Detection of β-lactamase production
β-lactamase enzyme is detected among the gram negative bacilli by the chromogenic method (Nitrocefin test).
Detection of Extended Spectrum B-Lactamases
Selective testing for ESBL production is considered for all gram negative bacilli.
Screening for ESBL-Production: [12].
Isolates that exhibited reduced susceptibility to one or more of cefpodoxime, ceftazidime, aztreonam, cefotaxime or ceftriaxone were considered as potential producers of ESBL.
Confirmatory Tests:
The combined disk method or Inhibitor potentiated disc diffusion test [12]: ceftazidime (30 μg) versus ceftazidime/clavulanic acid (30 μg/10 μg), (Oxoid, UK), were used as a phenotypic confirmatory test where a greater than or equal to 5 mm increase in the zone diameter for the antimicrobial agent tested in combination with B-lactamase inhibitor versus its zone when tested alone indicates ESBL production.
Double-Disk Synergy "DDS" Test [13]: where any enhancement in the zone of inhibition between a beta-lactam disk and one containing the beta lactamase inhibitor was indicative of the presence of an ESBL.
ESBL – E – Test [14]: According to the manufacturer, a ceftazidime MIC/ceftazidime clavulanic acid MIC ratio which is equal to or greater than 8 indicates the presence of ESBLs (positive test).
Determination of the type of β-lactamase by polymerase chain reaction
In the present study, 18 Klebsiella pneumoniae strains which have caused primary bloodstream infection were investigated to determine the probable type of β-lactamase enzyme which was responsible for resistance.
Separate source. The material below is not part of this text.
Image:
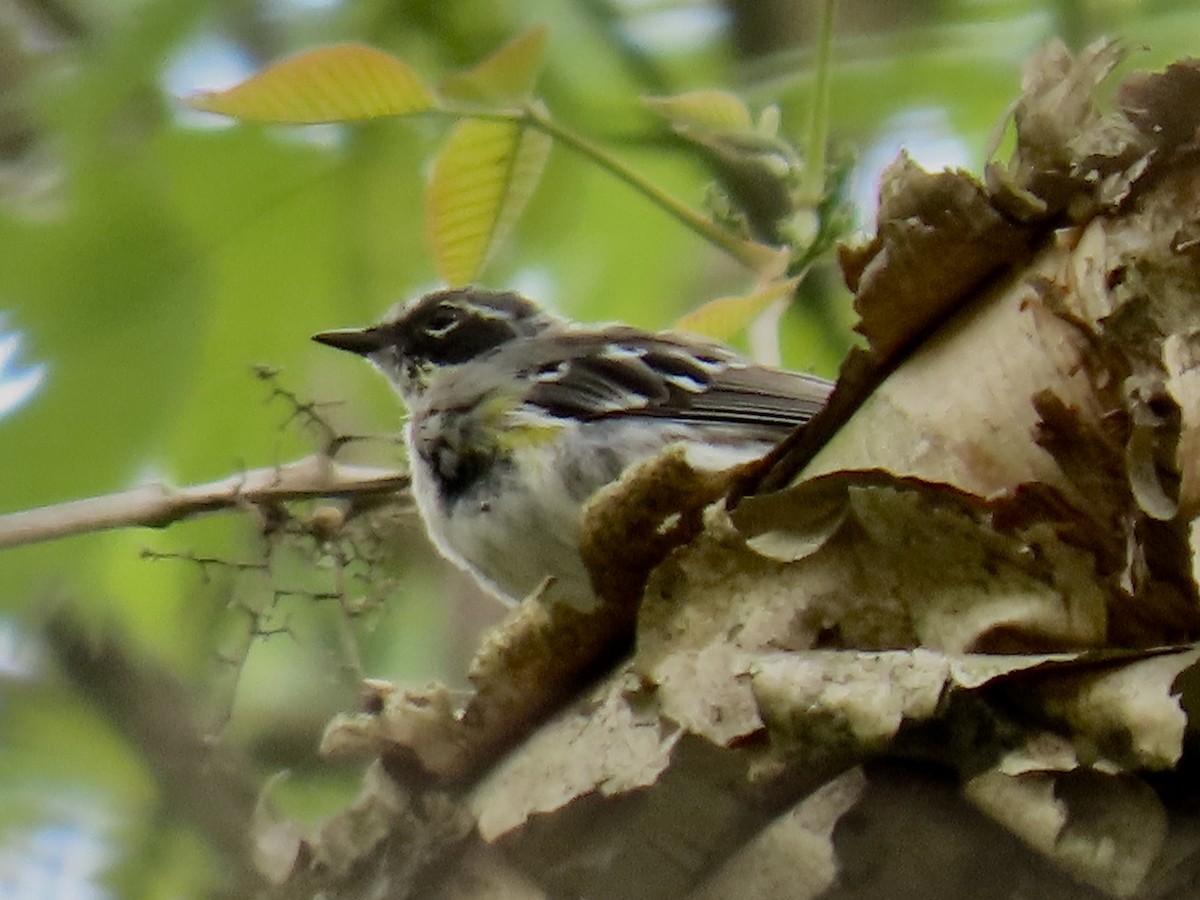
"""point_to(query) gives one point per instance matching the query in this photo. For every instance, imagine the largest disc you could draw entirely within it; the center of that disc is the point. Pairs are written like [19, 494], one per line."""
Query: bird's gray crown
[442, 329]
The isolates were picked up and tested for TEM, SHV, CTX-M-1, TOHO-1 genes by the PCR method [15].
Molecular typing by Random Amplified Polymorphic DNA (RAPD)
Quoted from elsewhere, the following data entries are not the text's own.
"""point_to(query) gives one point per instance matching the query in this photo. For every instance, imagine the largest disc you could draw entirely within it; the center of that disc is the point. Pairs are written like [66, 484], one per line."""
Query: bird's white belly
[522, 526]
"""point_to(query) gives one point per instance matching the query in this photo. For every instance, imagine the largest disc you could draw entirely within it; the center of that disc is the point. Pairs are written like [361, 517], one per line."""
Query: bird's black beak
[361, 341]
18 Klebsiella pneumoniae strains isolated from nosocomial BSI cases and 36 Klebsiella pneumoniae strains isolated from the environmental samples were typed by the RPAD method.
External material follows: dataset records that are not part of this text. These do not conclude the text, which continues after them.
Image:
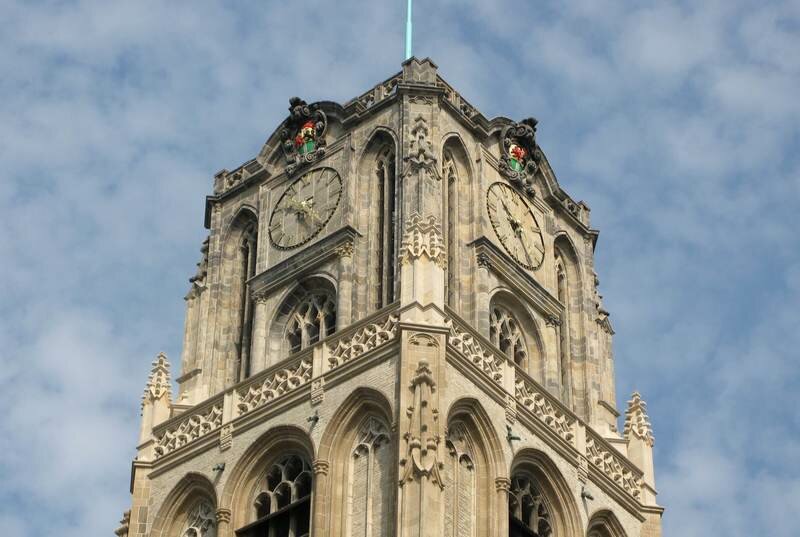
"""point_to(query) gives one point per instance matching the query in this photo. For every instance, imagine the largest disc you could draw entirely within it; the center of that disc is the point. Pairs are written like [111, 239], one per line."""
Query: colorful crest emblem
[520, 161]
[303, 135]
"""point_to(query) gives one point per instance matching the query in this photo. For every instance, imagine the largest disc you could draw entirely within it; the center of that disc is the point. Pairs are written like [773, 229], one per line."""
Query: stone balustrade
[310, 367]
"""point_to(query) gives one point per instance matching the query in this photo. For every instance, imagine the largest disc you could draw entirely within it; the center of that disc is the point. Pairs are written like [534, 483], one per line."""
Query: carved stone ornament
[158, 384]
[303, 134]
[423, 238]
[422, 443]
[521, 155]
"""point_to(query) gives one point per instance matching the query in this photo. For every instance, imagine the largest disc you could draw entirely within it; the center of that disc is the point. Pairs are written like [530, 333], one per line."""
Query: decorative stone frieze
[124, 524]
[317, 390]
[423, 237]
[489, 362]
[538, 402]
[611, 465]
[345, 249]
[521, 154]
[226, 437]
[273, 386]
[188, 429]
[637, 423]
[364, 340]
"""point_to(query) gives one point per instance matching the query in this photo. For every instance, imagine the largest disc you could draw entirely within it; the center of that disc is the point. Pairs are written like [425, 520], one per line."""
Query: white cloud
[677, 123]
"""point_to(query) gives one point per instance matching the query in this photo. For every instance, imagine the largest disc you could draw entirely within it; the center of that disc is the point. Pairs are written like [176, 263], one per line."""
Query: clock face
[515, 225]
[304, 208]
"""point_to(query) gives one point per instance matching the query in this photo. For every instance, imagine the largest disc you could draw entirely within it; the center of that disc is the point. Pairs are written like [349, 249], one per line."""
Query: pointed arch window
[460, 484]
[528, 513]
[313, 319]
[200, 521]
[506, 334]
[282, 505]
[385, 230]
[370, 482]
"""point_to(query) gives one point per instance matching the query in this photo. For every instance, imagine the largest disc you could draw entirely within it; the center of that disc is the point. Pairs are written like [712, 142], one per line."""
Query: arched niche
[540, 499]
[458, 210]
[377, 204]
[604, 523]
[189, 510]
[306, 315]
[255, 471]
[514, 330]
[358, 496]
[239, 254]
[569, 291]
[473, 463]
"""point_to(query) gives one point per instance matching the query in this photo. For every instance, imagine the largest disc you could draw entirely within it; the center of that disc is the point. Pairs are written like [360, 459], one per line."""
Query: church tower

RAPD is a method for detecting strain differences. Its ability to type a wide variety of bacterial strains in a short time suggests that it will be a useful molecular epidemiological tool [16].
Statistical analysis
Data entry and statistical analysis was done using the SPSS ver.15 which included descriptive analysis, logistic regression for calculation of risk factors and dendrogram analysis. Figure 1 was done by using the MS excel 2003 program.
Consent
Written informed consent was obtained from the patients for publication of this manuscript.